Joe Cozzupoli [00:34:03]:
Thanks. But as a cfo, I think I’m going to go on what the cost is. Right, so then that’s another issue. That’s a told you so issue. Hopefully not, but you know, it could be a possible told you so issue. So we can all say, you know, here’s my recommendation and this is what we should be doing. But it doesn’t mean they will. So that, that’s another conversation too.
Karissa Breen [00:34:23]:
So then, Joe, I’m curious To understand what you mean by considering to me about reporting. Like what do you mean by report in a cadence? Calms.
Joe Cozzupoli [00:34:31]:
Yes. So going back to that fear mongering. So you know, boards and executives get nervous when reporting is inconsistent or unpredictable.

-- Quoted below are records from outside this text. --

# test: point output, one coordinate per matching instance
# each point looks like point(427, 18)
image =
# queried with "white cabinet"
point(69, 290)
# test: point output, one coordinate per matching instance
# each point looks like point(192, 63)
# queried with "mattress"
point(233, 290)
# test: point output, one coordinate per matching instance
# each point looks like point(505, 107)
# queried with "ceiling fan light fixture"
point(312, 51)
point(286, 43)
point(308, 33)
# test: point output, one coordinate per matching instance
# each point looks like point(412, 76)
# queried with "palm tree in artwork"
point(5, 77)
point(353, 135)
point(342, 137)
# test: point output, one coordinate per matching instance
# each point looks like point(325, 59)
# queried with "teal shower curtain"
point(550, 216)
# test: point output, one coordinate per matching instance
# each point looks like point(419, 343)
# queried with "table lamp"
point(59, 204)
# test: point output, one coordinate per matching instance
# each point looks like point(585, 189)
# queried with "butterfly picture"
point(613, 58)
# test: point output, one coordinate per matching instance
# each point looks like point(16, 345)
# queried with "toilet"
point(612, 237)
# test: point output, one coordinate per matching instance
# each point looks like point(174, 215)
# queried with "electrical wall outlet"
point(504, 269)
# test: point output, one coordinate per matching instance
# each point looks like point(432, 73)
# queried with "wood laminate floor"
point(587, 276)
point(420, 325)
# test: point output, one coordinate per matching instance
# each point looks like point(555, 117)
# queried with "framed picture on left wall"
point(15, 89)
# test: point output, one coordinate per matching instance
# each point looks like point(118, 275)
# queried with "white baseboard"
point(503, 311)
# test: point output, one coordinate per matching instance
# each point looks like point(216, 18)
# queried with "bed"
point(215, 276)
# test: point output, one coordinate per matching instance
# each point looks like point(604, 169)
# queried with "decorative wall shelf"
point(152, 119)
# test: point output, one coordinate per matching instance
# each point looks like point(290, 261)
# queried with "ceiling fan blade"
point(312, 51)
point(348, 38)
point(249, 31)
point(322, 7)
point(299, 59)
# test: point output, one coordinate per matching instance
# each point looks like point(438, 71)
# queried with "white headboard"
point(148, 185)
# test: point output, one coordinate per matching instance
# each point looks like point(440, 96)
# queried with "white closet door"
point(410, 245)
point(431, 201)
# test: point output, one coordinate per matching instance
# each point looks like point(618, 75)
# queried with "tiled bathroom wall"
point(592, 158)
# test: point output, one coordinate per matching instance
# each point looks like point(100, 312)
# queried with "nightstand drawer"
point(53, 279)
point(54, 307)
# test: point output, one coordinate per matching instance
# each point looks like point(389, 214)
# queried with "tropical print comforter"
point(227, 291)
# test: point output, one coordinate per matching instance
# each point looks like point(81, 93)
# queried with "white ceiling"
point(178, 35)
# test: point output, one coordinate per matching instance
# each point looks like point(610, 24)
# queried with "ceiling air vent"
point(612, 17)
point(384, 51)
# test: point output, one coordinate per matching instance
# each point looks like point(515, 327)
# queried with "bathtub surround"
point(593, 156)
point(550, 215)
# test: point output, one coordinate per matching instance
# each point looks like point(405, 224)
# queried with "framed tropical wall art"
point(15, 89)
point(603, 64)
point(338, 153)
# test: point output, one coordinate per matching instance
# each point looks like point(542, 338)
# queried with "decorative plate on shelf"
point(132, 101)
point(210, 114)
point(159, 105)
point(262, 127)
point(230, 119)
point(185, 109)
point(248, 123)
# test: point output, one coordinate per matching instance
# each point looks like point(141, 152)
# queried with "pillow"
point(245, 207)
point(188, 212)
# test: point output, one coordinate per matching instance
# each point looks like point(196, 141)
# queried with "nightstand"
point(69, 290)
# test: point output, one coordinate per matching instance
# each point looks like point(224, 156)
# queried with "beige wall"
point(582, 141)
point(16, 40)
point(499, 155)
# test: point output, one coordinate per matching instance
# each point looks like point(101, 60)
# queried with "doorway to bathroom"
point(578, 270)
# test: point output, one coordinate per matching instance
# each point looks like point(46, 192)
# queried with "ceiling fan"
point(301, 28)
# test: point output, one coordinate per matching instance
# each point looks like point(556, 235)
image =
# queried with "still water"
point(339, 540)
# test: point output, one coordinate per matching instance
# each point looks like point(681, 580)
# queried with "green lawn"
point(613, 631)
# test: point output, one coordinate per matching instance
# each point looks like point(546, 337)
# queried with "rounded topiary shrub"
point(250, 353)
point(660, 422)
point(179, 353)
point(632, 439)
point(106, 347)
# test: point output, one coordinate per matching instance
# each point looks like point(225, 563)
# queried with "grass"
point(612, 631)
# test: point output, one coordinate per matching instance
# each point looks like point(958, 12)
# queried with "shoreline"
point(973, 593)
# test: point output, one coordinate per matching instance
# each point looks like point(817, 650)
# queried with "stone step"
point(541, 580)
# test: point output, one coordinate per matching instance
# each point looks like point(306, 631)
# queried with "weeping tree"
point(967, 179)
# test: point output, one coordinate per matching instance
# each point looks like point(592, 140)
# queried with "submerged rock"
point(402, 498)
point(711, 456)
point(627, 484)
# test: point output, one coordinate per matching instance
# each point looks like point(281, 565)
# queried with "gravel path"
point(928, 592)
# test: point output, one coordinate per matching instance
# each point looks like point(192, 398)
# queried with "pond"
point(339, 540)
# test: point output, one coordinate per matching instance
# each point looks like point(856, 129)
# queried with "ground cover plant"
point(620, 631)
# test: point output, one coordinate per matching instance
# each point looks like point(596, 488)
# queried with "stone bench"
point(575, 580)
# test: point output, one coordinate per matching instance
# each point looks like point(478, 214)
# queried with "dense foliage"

Right. They don’t know what they’ll hear from you or if every update looks different, they lose confidence. Cadence that comes is about giving them steady rhythm, going with the rhythm of the business, as you say. So weekly operational team, weekly for operational teams, monthly for executives, quarterly for the board. All in the same format, using the same measures, the same trends over time and importantly, no surprises.
Joe Cozzupoli [00:35:06]:
If something urgent does come up, they should hear about it right away, not, oh, that’s gonna, that’s two months away in my update.
KB [00:35:13]:
Right.
Joe Cozzupoli [00:35:14]:
They don’t wanna hear that the first time they’re in there. So when reporting is consistent and predictable, leaders feel confident that the cyber risk is under control. And that’s your job as a decisor, to give them the confidence and calm and that everything’s under control. That’s why I’m here.
KB [00:35:29]:
Right.
Joe Cozzupoli [00:35:29]:
That’s why you’ve hired me.
Karissa Breen [00:35:31]:
And so would you say that at times that definitely lacks, but it’s moving in the right direction?
Joe Cozzupoli [00:35:37]:
Yes. And that comes obviously with feedback. Right. So some, you know, board will have time to be like, well look, last time you came and saw us, or even the ops manager came and saw us, he gave us a totally different metrics and charts. Why, like what happened to the other stuff that you just showed us last month or last quarter? So is that gone now? Are we starting again? Right, so it comes with obviously maturity with feedback. But yes, it definitely is improving and things are always evolving in cyber and in it, in tech. So that’s why it is more important to be consistent too. It just calms the waters.
Karissa Breen [00:36:19]:
So Joe, do you have any sort of closing comments you’d like to leave our audience with today?
Joe Cozzupoli [00:36:24]:
So from boardroom to whiteboard, translate signals into scenarios, tech risks into outcomes and provide options and own the decisions. And in terms of, you know, threat intelligence, that becomes a business capability, not a report. It becomes a well tuned crystal ball of what could possibly happen if you use it properly. Not just the crystal ball that shows everything happening in the world. So context is number one in whatever we talk about, who we talk to and why we’re talking to them, any projects that we’re doing, any purchasing that we’re recommending or etc. It has to come with the context of the business, with risk in mind and all the other boardroom concerns time, money and outcomes.